How the Hourglass Helps Me Think About the Past, the Future, and the Now

It takes around two minutes for the sand or liquid from the top chamber of a standard hourglass to completely drip to its bottom chamber. But the largest hourglass in the world, built in 1991, takes exactly 365 days to do the same.

Nina Sand Museum hourglass

The Nima Sand Museum Hourglass in Japan is 5.2-meter-tall and weighted at 560 kilograms with a diameter of 1 meter. It's filled with over 629 billion grains of singing sands with a total weight of a ton—almost twice as heavier as the hourglass itself.

The architecture team sifted the sand to ensure that each grain measured an average of 0.11 millimeters flows continuously through a nozzle measuring 0.84 millimeters in diameter. So that it precisely measures the duration of a year.

The hourglass first appeared in Europe in the eighth century. And has been commonly used as the instrument to measure intervals of time from the early fourteenth century to the fifteenth century. While we no longer use the hourglass as much as we used to nowadays, it's a great metaphor to help us think about the time we have in our lives.

The past and the future

Sometimes I want to hit the reverse button and change a few things from the past. And there are times when I want to fast forward and reveal my life months and years ahead from now.

If you ever feel the same, this simple mental exercise is for you.

Imagine an hourglass right in front of you. Sands drip from the top chamber to the bottom chamber. The top chamber is the future. The bottom chamber is the past.

Regardless of how much you want your past to be different, it's set in stone and will never change. And irrespective of how much you want the future to come sooner, it takes time and follows the course of nature. All you have is now, this exact moment.

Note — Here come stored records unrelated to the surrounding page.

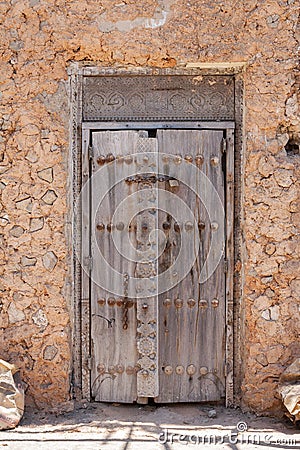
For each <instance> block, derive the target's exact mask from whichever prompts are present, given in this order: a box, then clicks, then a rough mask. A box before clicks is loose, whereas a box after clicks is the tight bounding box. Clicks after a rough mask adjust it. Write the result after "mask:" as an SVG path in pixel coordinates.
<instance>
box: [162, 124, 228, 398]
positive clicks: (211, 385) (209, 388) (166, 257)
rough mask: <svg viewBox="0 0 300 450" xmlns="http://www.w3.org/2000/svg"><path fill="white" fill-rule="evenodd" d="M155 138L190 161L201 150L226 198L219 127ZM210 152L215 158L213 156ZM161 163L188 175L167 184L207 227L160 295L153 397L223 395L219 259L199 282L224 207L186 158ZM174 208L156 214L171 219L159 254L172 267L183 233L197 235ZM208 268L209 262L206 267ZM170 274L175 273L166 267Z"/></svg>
mask: <svg viewBox="0 0 300 450" xmlns="http://www.w3.org/2000/svg"><path fill="white" fill-rule="evenodd" d="M157 138H158V142H159V150H160V152H163V153H167V154H180V155H181V156H182V157H186V159H187V160H190V159H192V161H193V163H194V162H195V158H196V157H197V155H198V159H197V161H200V160H201V158H200V156H199V155H203V163H202V164H200V167H199V168H201V170H202V171H203V172H204V173H205V174H206V175H207V177H208V178H209V179H210V181H211V183H212V185H213V186H214V187H215V189H216V190H217V192H218V195H219V197H220V199H221V203H222V204H224V178H223V172H222V153H221V142H222V138H223V133H222V132H221V131H191V130H189V131H188V130H176V131H175V130H159V131H158V133H157ZM212 158H218V160H214V161H212ZM190 164H192V163H190ZM164 166H165V167H164V170H167V171H168V173H169V175H171V176H174V178H179V179H185V180H186V185H184V184H183V182H181V181H179V186H177V187H176V186H175V187H173V188H172V187H171V186H170V183H168V182H166V183H165V184H166V186H165V189H167V190H169V191H172V190H173V191H174V194H175V193H176V195H178V196H179V197H180V198H181V199H182V200H183V202H184V203H185V204H186V205H188V206H189V208H190V210H191V211H192V214H193V216H194V217H195V220H196V222H197V223H198V222H200V223H204V224H205V228H204V229H202V230H201V231H200V249H199V255H198V258H197V261H196V262H195V264H192V267H191V268H190V270H189V273H188V274H187V276H186V277H185V278H184V279H183V280H181V282H180V284H178V285H177V286H176V287H173V288H171V289H169V290H168V291H167V292H165V293H164V294H161V295H160V296H159V318H160V322H159V342H160V355H159V364H160V365H159V369H160V394H159V396H158V397H157V399H156V401H157V402H165V403H167V402H191V401H212V400H219V399H220V398H222V397H223V396H224V354H225V348H224V345H225V276H224V271H223V265H222V264H220V265H219V266H218V267H217V269H216V270H215V272H214V273H213V275H212V276H211V277H210V278H209V279H208V280H207V281H205V282H204V283H202V284H199V283H198V277H199V272H200V271H201V269H202V268H203V266H204V264H205V260H206V258H207V255H208V252H209V248H210V244H211V242H212V233H214V232H215V231H214V230H213V229H212V228H213V227H212V226H211V225H212V224H214V223H217V224H218V227H219V232H220V230H223V231H222V239H224V223H222V221H224V217H223V214H222V211H218V210H216V207H215V205H214V200H215V198H214V196H213V195H212V194H211V192H210V189H211V186H210V185H209V183H203V182H201V177H200V175H199V173H198V174H197V173H196V174H195V173H194V171H193V170H189V164H188V163H183V162H182V163H178V164H176V163H166V164H164ZM195 176H196V180H195ZM197 177H198V178H199V179H197ZM195 181H196V184H197V183H199V185H201V187H202V192H200V198H199V197H197V196H196V195H195V193H193V192H192V191H191V189H189V187H188V186H190V187H191V186H193V185H194V184H195ZM201 197H202V198H204V199H205V205H204V204H203V203H202V202H201ZM159 207H160V208H161V209H165V210H167V207H168V205H167V204H163V203H162V201H161V200H160V202H159ZM174 209H175V213H176V214H178V216H179V218H178V219H176V218H175V219H174V218H172V217H170V215H168V214H162V213H161V218H160V220H162V221H163V222H169V223H170V228H169V229H168V230H167V232H166V237H167V239H168V244H167V249H166V250H165V252H164V254H163V256H161V258H160V270H162V271H163V270H165V269H166V268H168V267H170V266H171V265H172V264H173V263H174V261H175V259H176V257H178V255H179V252H178V248H179V246H180V244H181V241H182V240H183V239H184V237H185V236H186V235H187V234H190V236H191V239H190V242H193V240H194V239H195V237H196V233H195V228H192V227H191V225H190V224H189V223H188V222H190V220H187V219H186V218H184V217H182V214H181V215H180V205H178V209H177V210H176V207H175V208H174ZM207 210H208V211H213V214H212V217H209V216H208V212H207ZM176 221H177V222H179V225H180V228H181V229H180V232H179V231H178V229H177V231H176V228H175V222H176ZM180 222H181V223H180ZM200 228H201V227H200ZM188 245H189V244H188ZM212 250H213V249H212ZM191 253H192V250H191V249H189V251H188V252H186V253H184V252H183V259H182V260H180V262H181V264H182V265H186V264H188V260H187V259H188V257H189V255H190V254H191ZM216 256H217V255H216ZM208 269H209V267H207V268H206V270H208ZM171 276H174V274H173V273H170V277H171ZM170 283H171V280H170ZM205 302H206V303H205ZM168 303H170V305H169V306H168ZM214 305H215V306H214Z"/></svg>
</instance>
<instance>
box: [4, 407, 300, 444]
mask: <svg viewBox="0 0 300 450" xmlns="http://www.w3.org/2000/svg"><path fill="white" fill-rule="evenodd" d="M212 410H214V411H215V413H213V412H212ZM209 415H215V417H209ZM0 448H4V449H9V450H10V449H12V450H27V449H28V450H37V449H38V450H45V449H50V450H65V449H68V450H69V449H71V450H75V449H76V450H77V449H78V450H79V449H80V450H99V449H103V450H136V449H142V450H158V449H163V448H165V449H169V450H171V449H174V450H178V449H184V448H199V449H201V450H202V449H203V450H204V449H223V448H224V449H232V450H250V449H251V450H254V449H260V450H265V449H269V448H272V449H282V448H289V449H295V448H297V449H300V430H299V428H296V427H295V426H294V425H293V424H292V423H291V422H289V421H288V419H271V418H265V417H264V418H262V417H256V416H254V415H252V414H249V413H247V414H243V413H241V411H239V410H234V409H225V408H223V407H212V406H207V405H205V406H203V405H184V404H181V405H175V406H174V405H172V406H150V405H147V406H141V405H129V406H128V405H119V404H116V405H113V404H112V405H109V404H103V403H101V404H93V403H91V404H80V405H77V407H76V409H75V410H74V411H72V412H69V413H64V414H62V415H55V414H46V413H41V412H38V413H36V412H33V411H26V413H25V415H24V418H23V419H22V422H21V424H20V425H19V426H18V427H17V428H16V429H15V430H8V431H2V432H0Z"/></svg>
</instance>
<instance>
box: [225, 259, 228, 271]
mask: <svg viewBox="0 0 300 450" xmlns="http://www.w3.org/2000/svg"><path fill="white" fill-rule="evenodd" d="M224 272H225V273H227V272H228V259H224Z"/></svg>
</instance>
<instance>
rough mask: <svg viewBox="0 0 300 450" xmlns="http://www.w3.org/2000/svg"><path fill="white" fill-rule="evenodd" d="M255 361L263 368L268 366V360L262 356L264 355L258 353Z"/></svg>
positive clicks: (263, 353) (264, 356)
mask: <svg viewBox="0 0 300 450" xmlns="http://www.w3.org/2000/svg"><path fill="white" fill-rule="evenodd" d="M255 359H256V361H257V362H258V364H260V365H261V366H263V367H265V366H267V365H268V360H267V358H266V356H265V355H264V353H259V355H257V357H256V358H255Z"/></svg>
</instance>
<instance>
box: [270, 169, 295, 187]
mask: <svg viewBox="0 0 300 450" xmlns="http://www.w3.org/2000/svg"><path fill="white" fill-rule="evenodd" d="M274 177H275V180H276V181H277V184H278V186H281V187H290V186H291V184H293V180H292V172H291V171H290V170H287V169H277V170H275V172H274Z"/></svg>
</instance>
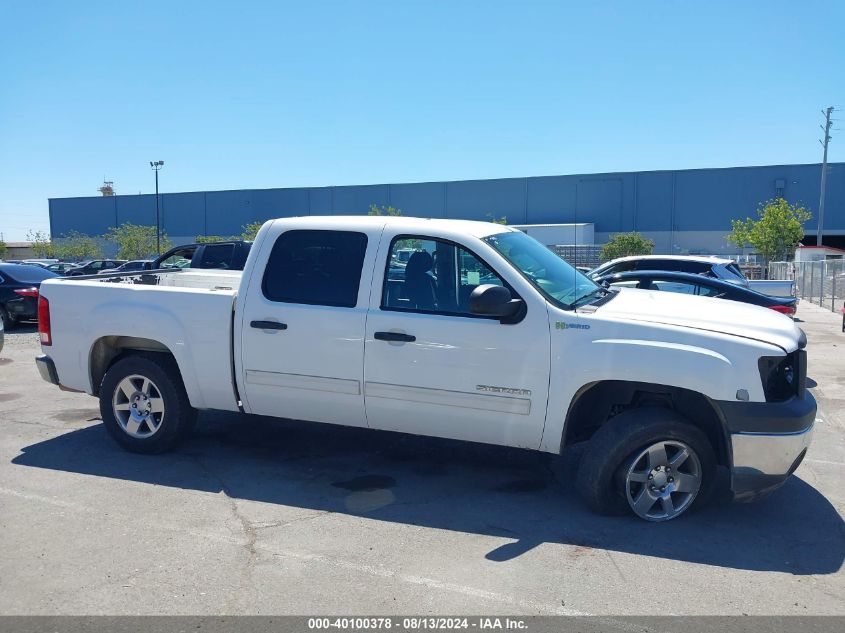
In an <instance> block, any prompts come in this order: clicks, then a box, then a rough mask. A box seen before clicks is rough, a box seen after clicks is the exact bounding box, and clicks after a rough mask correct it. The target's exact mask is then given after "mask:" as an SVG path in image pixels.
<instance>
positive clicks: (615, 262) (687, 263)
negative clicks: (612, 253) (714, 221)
mask: <svg viewBox="0 0 845 633" xmlns="http://www.w3.org/2000/svg"><path fill="white" fill-rule="evenodd" d="M635 270H671V271H676V272H681V273H692V274H694V275H707V276H708V277H714V278H716V279H724V280H725V281H728V282H730V283H733V284H739V285H741V286H746V287H747V286H748V279H747V278H746V276H745V275H744V274H743V272H742V271H741V270H740V269H739V266H737V264H736V262H735V261H733V260H732V259H725V258H722V257H709V256H701V255H632V256H630V257H620V258H618V259H612V260H610V261H609V262H605V263H604V264H602V265H601V266H599V267H598V268H594V269H593V270H591V271H590V277H592V278H593V279H597V278H599V277H605V276H607V275H613V274H616V273H627V272H631V271H635Z"/></svg>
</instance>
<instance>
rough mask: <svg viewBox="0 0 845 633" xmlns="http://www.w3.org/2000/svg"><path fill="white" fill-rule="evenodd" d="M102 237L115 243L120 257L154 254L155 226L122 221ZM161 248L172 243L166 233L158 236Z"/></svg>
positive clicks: (111, 241)
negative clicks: (131, 222)
mask: <svg viewBox="0 0 845 633" xmlns="http://www.w3.org/2000/svg"><path fill="white" fill-rule="evenodd" d="M103 237H105V238H106V239H107V240H108V241H110V242H113V243H115V244H117V256H118V258H120V259H144V258H145V257H150V256H151V255H155V254H156V227H154V226H140V225H138V224H132V223H130V222H124V223H123V224H121V225H120V226H118V227H112V228H110V229H109V230H108V233H106V234H105V235H104V236H103ZM160 241H161V250H162V251H166V250H168V249H169V248H171V246H172V244H171V243H170V240H169V239H167V235H164V234H162V235H161V236H160Z"/></svg>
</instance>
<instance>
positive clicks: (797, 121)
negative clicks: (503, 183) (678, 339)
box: [0, 0, 845, 241]
mask: <svg viewBox="0 0 845 633" xmlns="http://www.w3.org/2000/svg"><path fill="white" fill-rule="evenodd" d="M843 29H845V3H839V2H794V1H793V2H762V1H760V2H741V1H740V2H737V1H736V0H734V1H733V2H708V3H702V2H669V1H664V2H650V1H645V0H643V1H639V2H607V1H603V2H583V1H582V2H490V1H486V2H463V1H459V0H452V1H450V2H439V1H434V0H429V1H427V2H400V1H394V2H316V1H314V2H304V1H303V2H296V3H293V2H249V1H245V2H232V1H231V0H230V1H228V2H216V1H212V0H204V1H202V2H182V1H180V2H150V1H149V0H147V1H146V2H130V1H128V0H127V1H121V2H93V1H82V0H77V1H76V2H69V1H66V2H47V1H38V2H24V1H23V0H0V167H2V168H0V231H2V232H3V234H4V236H5V239H6V240H7V241H10V240H18V239H23V238H24V236H25V234H26V231H27V229H30V228H32V229H42V230H43V229H47V228H48V217H47V199H48V198H50V197H63V196H86V195H98V194H97V187H98V186H99V185H100V184H101V182H102V180H103V177H104V176H105V177H106V178H107V179H109V180H113V181H114V182H115V188H116V190H117V192H118V193H119V194H136V193H138V192H144V193H148V192H150V191H151V190H152V189H153V186H154V181H153V174H152V172H151V170H150V168H149V161H150V160H156V159H163V160H164V161H165V166H164V169H163V170H162V172H161V189H162V191H191V190H203V189H239V188H253V187H255V188H267V187H284V186H303V185H339V184H364V183H381V182H414V181H427V180H443V179H464V178H496V177H508V176H533V175H547V174H567V173H589V172H596V171H621V170H646V169H680V168H692V167H721V166H733V165H759V164H777V163H793V162H795V163H806V162H819V161H820V160H821V149H820V147H819V144H818V141H817V139H818V138H819V136H820V134H821V132H820V130H819V129H818V124H819V122H820V121H821V113H820V110H821V108H823V107H826V106H828V105H834V106H837V107H842V108H845V38H843V36H842V33H843ZM843 118H845V116H843ZM837 135H841V133H837V132H834V136H835V137H836V136H837ZM830 159H831V160H834V161H835V160H845V137H843V136H839V138H834V141H833V142H832V143H831V153H830Z"/></svg>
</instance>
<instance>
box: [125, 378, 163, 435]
mask: <svg viewBox="0 0 845 633" xmlns="http://www.w3.org/2000/svg"><path fill="white" fill-rule="evenodd" d="M112 410H113V411H114V417H115V419H116V420H117V423H118V424H119V425H120V428H121V429H123V430H124V431H125V432H126V434H127V435H129V436H131V437H135V438H138V439H146V438H148V437H150V436H151V435H153V434H155V432H156V431H158V430H159V429H160V428H161V423H162V421H163V420H164V398H162V395H161V392H160V391H159V389H158V387H156V385H155V383H154V382H153V381H152V380H150V379H149V378H146V377H145V376H138V375H132V376H127V377H126V378H124V379H123V380H121V381H120V382H119V383H118V384H117V387H115V390H114V395H113V396H112Z"/></svg>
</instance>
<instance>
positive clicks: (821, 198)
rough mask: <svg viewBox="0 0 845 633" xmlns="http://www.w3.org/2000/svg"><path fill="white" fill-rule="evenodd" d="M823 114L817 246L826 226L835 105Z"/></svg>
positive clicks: (818, 244)
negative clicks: (827, 195) (824, 217)
mask: <svg viewBox="0 0 845 633" xmlns="http://www.w3.org/2000/svg"><path fill="white" fill-rule="evenodd" d="M822 114H824V116H825V123H824V126H819V127H821V128H822V130H823V131H824V140H819V142H820V143H821V144H822V147H824V155H823V157H822V185H821V194H820V196H819V227H818V231H817V232H816V246H821V245H822V227H823V226H824V193H825V191H824V190H825V187H826V185H827V145H828V143H830V138H831V136H830V115H831V114H833V106H830V107H829V108H828V109H827V110H822Z"/></svg>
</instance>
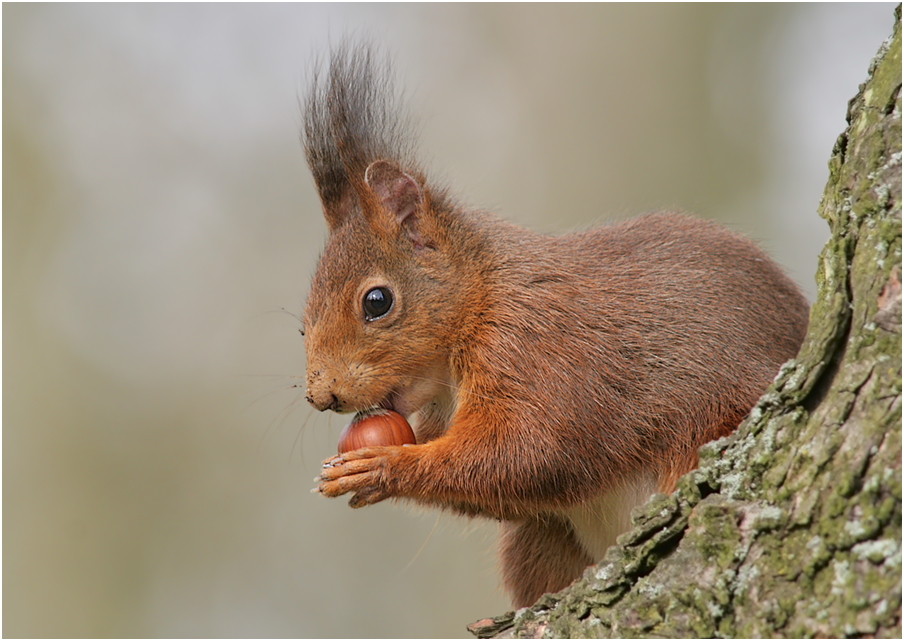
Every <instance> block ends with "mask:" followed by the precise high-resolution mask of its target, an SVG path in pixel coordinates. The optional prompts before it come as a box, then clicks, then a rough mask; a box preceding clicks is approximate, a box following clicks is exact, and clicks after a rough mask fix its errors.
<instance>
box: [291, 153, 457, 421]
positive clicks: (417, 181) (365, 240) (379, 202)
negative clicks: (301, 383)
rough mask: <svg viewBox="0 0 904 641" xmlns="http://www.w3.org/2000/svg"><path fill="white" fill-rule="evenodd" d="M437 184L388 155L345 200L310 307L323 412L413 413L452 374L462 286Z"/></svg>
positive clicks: (310, 377)
mask: <svg viewBox="0 0 904 641" xmlns="http://www.w3.org/2000/svg"><path fill="white" fill-rule="evenodd" d="M431 200H432V199H431V192H430V191H429V190H428V189H427V188H426V186H425V185H424V183H423V179H422V178H421V177H417V176H416V175H414V174H412V173H408V172H406V171H404V170H403V169H402V168H401V167H399V165H397V164H396V163H394V162H392V161H388V160H377V161H374V162H373V163H371V164H370V165H369V166H368V167H367V168H366V171H365V172H364V175H363V180H362V181H360V182H359V183H358V184H357V185H355V190H354V192H352V194H350V195H349V196H347V197H346V198H344V199H342V201H341V202H333V203H331V204H325V207H324V214H325V218H326V220H327V224H328V227H329V230H330V233H329V238H328V240H327V244H326V248H325V250H324V252H323V254H322V255H321V258H320V263H319V265H318V267H317V269H316V272H315V275H314V278H313V281H312V285H311V291H310V294H309V296H308V302H307V306H306V310H305V318H304V322H305V347H306V351H307V358H308V371H307V398H308V401H309V402H310V403H311V404H312V405H313V406H314V407H315V408H317V409H318V410H326V409H331V410H334V411H339V412H351V411H360V410H364V409H368V408H371V407H376V406H382V407H385V408H389V409H395V410H396V411H399V412H400V413H402V414H406V415H409V414H411V413H413V412H415V411H417V410H418V409H420V408H421V407H423V406H424V405H426V404H427V403H428V402H430V400H431V399H432V398H433V397H435V396H436V395H437V394H438V392H439V391H440V390H439V387H440V386H441V385H443V384H444V383H443V381H444V379H446V378H447V372H448V358H449V353H450V346H449V343H450V340H451V337H452V333H453V331H454V329H453V328H455V327H456V326H457V325H456V323H457V322H458V318H459V315H460V310H459V309H457V307H458V306H459V305H460V304H461V303H462V301H461V300H460V298H461V297H460V296H459V294H458V292H459V291H460V289H461V285H460V283H459V282H458V281H459V279H458V278H456V275H455V270H454V268H453V266H452V264H451V261H450V260H449V259H448V253H447V251H445V250H446V249H447V242H446V239H445V237H444V236H445V234H444V233H443V227H442V224H441V221H440V220H439V214H438V212H437V211H436V210H435V209H434V207H433V205H432V203H431Z"/></svg>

Yesterday is history, tomorrow is a mystery, but today is a gift. That is why it is called the present.

Don't break the now

This realization makes today even more precious. And because of that, we tend to squeeze everything we want to have and get done into one single day. Before you do that, pull your mind back to the hourglass again.

Sands drip through the narrow neck from the top chamber to the bottom chamber. The top chamber is the future. The bottom chamber is the past. And the narrow neck where the grains of sand flow through is now. Each grain of sand flows through the narrow neck in its order. There's nothing you can do to squeeze more through the neck—unless you break the hourglass.

While we have some control over our lives today, there are limitations to how much we can do in a day. You get to do what you get to do now. Nothing more and nothing less. If you insist, you might clog up the flow or, worse, break yourself.